А вот взгляд мамы Криса мне не понравился. Цепкий, он скользнул по мне, словно резанул ножом. Но она промолчала, лишь недовольно сжала тонкие губы и смерила меня оценивающим взглядом. М-да… не привыкла, видимо, миссис Стивенсон, что в жизни её сына есть кто-то еще, кроме матери, ну и сестры.
– Это так странно, – украдкой шепнула Рози мне на ухо, – ведь я всегда хотела, чтобы у меня была сестра.
– Я тоже, но, прости, не при таких обстоятельствах.
Моя названая сестра тепло встретила мою улыбку. Но, входя в палату 143, я почувствовала, что все краски вокруг померкли для меня.
Я не стала подходить близко, потому что от увиденного моё сердце сжалось от боли. Только самое ужасное чудовище может сделать такое с любимым человеком. И я – то самое чудовище. Я почти убила его. То, что он сейчас жив, – чудо. Как я могу терпеть себя после такого?

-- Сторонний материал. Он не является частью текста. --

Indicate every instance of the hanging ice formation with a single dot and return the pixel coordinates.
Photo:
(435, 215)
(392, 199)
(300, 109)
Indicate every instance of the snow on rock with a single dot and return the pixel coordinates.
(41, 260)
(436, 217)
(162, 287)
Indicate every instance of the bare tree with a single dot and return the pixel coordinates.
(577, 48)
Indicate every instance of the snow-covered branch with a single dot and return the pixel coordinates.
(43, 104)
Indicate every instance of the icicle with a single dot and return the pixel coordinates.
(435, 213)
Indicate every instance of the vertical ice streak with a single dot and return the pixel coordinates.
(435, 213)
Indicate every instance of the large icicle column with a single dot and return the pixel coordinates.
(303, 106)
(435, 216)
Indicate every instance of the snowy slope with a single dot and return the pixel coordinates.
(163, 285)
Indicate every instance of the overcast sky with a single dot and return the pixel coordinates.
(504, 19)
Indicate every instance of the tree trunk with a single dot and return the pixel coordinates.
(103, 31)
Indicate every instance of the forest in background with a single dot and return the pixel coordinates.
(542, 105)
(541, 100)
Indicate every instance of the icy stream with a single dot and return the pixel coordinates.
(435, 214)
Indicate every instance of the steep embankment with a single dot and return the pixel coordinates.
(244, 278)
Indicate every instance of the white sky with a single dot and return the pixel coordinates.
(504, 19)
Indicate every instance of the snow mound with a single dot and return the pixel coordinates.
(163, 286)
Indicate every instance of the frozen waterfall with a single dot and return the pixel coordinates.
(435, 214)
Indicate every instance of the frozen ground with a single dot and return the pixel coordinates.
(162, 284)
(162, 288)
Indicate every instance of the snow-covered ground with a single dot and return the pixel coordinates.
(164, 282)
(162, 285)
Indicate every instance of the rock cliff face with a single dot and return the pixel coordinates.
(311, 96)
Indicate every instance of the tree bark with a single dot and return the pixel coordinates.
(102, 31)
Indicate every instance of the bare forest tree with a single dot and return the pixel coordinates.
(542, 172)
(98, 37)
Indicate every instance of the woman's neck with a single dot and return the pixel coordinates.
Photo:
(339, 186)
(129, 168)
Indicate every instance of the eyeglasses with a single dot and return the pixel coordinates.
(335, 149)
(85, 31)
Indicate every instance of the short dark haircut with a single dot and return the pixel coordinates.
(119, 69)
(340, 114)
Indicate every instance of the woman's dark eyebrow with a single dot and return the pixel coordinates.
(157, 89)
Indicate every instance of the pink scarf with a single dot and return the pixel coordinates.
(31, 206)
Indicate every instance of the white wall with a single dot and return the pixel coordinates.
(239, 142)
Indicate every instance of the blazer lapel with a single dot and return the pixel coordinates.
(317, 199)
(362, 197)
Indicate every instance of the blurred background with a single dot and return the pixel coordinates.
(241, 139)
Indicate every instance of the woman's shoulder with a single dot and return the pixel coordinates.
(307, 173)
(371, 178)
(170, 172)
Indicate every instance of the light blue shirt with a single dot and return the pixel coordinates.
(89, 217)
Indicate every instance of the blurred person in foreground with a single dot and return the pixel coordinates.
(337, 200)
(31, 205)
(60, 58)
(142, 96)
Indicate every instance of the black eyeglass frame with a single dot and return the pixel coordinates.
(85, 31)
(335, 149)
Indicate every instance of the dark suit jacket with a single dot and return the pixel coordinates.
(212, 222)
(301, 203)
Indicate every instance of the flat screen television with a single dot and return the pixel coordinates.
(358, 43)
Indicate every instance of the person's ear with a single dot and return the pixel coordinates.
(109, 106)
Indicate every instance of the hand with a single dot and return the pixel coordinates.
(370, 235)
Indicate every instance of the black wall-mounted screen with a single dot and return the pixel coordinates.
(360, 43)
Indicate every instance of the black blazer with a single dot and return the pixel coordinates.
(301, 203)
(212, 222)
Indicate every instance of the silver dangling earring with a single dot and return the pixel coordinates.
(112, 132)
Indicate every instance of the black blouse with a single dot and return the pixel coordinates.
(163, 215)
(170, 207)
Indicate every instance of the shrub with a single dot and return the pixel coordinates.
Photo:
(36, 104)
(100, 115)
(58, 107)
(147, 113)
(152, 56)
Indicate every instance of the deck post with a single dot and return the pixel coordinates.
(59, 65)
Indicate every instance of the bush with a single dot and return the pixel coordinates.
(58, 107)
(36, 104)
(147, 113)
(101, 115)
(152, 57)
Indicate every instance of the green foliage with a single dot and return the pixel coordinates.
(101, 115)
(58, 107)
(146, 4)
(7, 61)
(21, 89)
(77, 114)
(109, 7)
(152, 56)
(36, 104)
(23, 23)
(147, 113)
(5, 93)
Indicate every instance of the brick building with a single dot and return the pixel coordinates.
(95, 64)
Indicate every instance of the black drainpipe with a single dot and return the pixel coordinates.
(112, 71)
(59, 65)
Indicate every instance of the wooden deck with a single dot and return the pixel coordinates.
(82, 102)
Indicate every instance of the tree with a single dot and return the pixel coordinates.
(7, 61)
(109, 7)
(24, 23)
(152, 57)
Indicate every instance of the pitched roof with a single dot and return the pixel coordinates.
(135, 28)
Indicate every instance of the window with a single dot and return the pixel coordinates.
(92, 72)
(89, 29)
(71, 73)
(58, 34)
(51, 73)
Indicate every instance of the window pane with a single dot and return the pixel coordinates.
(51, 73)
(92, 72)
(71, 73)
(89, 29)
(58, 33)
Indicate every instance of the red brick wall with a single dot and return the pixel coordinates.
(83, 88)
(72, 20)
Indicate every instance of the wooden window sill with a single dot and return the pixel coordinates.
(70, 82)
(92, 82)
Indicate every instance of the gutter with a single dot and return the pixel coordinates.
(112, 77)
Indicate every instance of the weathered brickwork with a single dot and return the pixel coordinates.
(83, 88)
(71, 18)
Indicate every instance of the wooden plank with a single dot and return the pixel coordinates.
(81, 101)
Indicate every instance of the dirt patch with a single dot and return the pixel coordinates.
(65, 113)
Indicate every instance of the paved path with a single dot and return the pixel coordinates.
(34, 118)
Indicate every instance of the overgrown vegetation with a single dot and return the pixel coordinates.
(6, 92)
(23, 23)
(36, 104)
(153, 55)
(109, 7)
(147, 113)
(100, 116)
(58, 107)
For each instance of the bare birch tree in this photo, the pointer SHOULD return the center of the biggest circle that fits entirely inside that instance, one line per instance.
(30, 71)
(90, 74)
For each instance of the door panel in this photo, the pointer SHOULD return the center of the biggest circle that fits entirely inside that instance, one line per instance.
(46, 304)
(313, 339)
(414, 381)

Я принесла ему столько боли… Боли, которую он не заслужил. Прости меня, Крис! Я стала твоим ночным кошмаром, но ты даже не понял этого.
Теперь главное – принять правильное решение. А оно может быть только одно: уйти и больше не появляться в его жизни. Это нужно было сделать в первый раз. Надеюсь, теперь уже не слишком поздно.
Кристиан лежал, закрыв глаза, на широкой трехсекционной медицинской кровати с чуть поднятой головой. Лица почти не было видно из-за маски аппарата искусственной вентиляции легких, которая переходила в толстую прозрачную воздушную трубку. На мониторе можно было разглядеть какие-то цифры и графики, но мне это не было интересно. Главное, что сейчас он жив.